Я не знаю, что именно тебе пришлось пережить, но сама я научилась дышать заново, только отдав долг сердца слезами. Долго ли мы так сидели? Да и какая разница. В конце концов пес затих – внутри не осталось черноты. Душа выеденная, но без гноя, и если повезет – если очень-очень повезет, – то потихоньку зарубцуется.
– Прости, – еще раз попросила я, отпуская его. Сама же стерла слезы со щек и провела ладонью по лопнувшей губе. Здорово же я ее разбила…
– У меня… – Голос у пса оказался глухим, надтреснутым. – У меня есть невеста. Во всем мире не отыскать девушки прекраснее ее… Ее волосы мягки и душисты. Ее очи – бездонные озера, забравшие душу мою. Рот ее – россыпь жемчуга на лепестках розы. Стан ее тонок, а бедра круты…
Он улыбнулся счастливой улыбкой безумца. А я позавидовала псу: его хотя бы ждут.
Глава 2
Оден
В последний раз Оден плакал на похоронах матери.
Совсем еще щенок, и семи лет не исполнилось, такому простительны слезы. Но отец, положив тяжелую руку на плечо, сказал:
– Веди себя достойно, Оден. Какой пример ты брату подаешь?
Виттар, до того момента молчавший, – он был слишком мал, чтобы понять, что происходит, – и вправду зашмыгал носом. Обеими руками вцепился в куртку Одена.
– Слезы – удел слабых. Будь сильным, – повторил отец позже.

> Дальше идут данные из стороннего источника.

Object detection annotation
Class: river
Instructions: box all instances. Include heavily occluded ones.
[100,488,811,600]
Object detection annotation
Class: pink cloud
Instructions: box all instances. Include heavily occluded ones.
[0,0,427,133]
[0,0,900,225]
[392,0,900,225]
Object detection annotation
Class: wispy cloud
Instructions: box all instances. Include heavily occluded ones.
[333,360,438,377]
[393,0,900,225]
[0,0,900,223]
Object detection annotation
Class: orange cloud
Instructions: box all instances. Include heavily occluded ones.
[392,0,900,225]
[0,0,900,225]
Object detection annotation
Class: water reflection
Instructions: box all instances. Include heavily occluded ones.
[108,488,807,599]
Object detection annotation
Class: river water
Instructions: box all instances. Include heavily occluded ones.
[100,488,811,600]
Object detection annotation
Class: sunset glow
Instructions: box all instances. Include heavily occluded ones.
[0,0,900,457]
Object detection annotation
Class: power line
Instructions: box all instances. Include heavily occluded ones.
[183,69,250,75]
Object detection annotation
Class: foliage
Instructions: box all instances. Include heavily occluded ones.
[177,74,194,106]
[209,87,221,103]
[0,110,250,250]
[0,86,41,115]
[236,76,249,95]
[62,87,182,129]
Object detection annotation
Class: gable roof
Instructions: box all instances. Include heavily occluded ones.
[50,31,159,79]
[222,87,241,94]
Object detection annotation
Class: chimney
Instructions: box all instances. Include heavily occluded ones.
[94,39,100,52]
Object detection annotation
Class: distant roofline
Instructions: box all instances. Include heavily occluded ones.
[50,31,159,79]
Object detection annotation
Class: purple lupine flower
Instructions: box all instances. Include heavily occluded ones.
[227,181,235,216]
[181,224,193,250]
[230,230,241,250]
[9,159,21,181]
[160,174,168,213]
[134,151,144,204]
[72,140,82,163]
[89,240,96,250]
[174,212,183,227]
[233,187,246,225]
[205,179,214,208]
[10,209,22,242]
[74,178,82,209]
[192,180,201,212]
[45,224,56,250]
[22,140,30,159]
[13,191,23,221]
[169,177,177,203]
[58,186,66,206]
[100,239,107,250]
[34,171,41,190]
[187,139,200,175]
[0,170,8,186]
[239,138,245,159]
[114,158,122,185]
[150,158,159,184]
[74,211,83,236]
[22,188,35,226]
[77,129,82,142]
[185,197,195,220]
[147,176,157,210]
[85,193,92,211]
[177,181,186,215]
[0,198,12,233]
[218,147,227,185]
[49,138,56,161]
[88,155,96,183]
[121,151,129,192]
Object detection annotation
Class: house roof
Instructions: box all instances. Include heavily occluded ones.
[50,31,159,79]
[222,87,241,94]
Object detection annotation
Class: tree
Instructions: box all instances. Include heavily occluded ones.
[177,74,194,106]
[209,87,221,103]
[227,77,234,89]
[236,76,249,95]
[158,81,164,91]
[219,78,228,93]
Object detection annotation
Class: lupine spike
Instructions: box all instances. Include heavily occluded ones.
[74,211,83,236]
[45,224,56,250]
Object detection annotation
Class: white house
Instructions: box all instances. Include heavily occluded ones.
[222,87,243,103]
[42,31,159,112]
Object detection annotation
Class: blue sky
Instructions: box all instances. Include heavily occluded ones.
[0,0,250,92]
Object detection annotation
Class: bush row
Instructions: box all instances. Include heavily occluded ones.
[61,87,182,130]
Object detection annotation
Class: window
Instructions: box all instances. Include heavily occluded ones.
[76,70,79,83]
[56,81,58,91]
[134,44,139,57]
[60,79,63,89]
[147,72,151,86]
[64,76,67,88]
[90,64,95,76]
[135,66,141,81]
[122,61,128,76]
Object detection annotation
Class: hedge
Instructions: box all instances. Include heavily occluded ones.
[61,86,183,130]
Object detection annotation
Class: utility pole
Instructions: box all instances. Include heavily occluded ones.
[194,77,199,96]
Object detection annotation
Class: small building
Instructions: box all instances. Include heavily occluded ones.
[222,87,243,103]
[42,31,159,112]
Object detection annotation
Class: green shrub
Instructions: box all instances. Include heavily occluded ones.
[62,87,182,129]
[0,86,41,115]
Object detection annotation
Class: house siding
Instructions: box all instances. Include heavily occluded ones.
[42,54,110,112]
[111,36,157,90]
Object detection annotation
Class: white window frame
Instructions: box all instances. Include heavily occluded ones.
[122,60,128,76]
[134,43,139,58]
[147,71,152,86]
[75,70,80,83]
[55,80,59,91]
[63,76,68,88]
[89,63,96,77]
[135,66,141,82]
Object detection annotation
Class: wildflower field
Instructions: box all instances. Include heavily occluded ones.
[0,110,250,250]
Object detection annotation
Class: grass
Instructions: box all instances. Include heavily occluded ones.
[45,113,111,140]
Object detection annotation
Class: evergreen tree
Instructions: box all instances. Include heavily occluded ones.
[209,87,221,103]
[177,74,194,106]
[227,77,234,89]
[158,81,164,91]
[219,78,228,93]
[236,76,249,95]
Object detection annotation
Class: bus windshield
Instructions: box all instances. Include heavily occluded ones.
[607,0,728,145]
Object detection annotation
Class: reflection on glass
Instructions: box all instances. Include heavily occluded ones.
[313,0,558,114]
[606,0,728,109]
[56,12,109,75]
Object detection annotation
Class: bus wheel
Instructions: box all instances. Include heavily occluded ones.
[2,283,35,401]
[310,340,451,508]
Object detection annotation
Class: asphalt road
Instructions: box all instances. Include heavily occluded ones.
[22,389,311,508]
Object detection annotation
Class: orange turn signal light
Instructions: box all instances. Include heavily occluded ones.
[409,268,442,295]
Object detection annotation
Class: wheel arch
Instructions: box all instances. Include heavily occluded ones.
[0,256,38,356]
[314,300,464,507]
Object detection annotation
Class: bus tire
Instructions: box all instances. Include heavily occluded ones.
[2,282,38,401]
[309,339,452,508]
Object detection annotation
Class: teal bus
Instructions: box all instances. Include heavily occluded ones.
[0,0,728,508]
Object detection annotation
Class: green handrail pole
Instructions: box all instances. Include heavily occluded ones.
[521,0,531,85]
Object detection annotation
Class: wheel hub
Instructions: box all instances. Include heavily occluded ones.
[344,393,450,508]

Те его слова помогли выжить пять лет спустя в Каменном логе, где рудные жилы подходили к самой поверхности земли, открываясь черными окнами, и близость живого железа, дикого, ярого, будоражила кровь.
Оден помнит бурую равнину, расшитую огненными реками, и утробный вой подземных горнов. Трещины, из которых выплескивалось пламя, и зов его – подойти, окунуться, очистить себя. Живое железо стремилось к материнской жиле. И всего-то надо было устоять.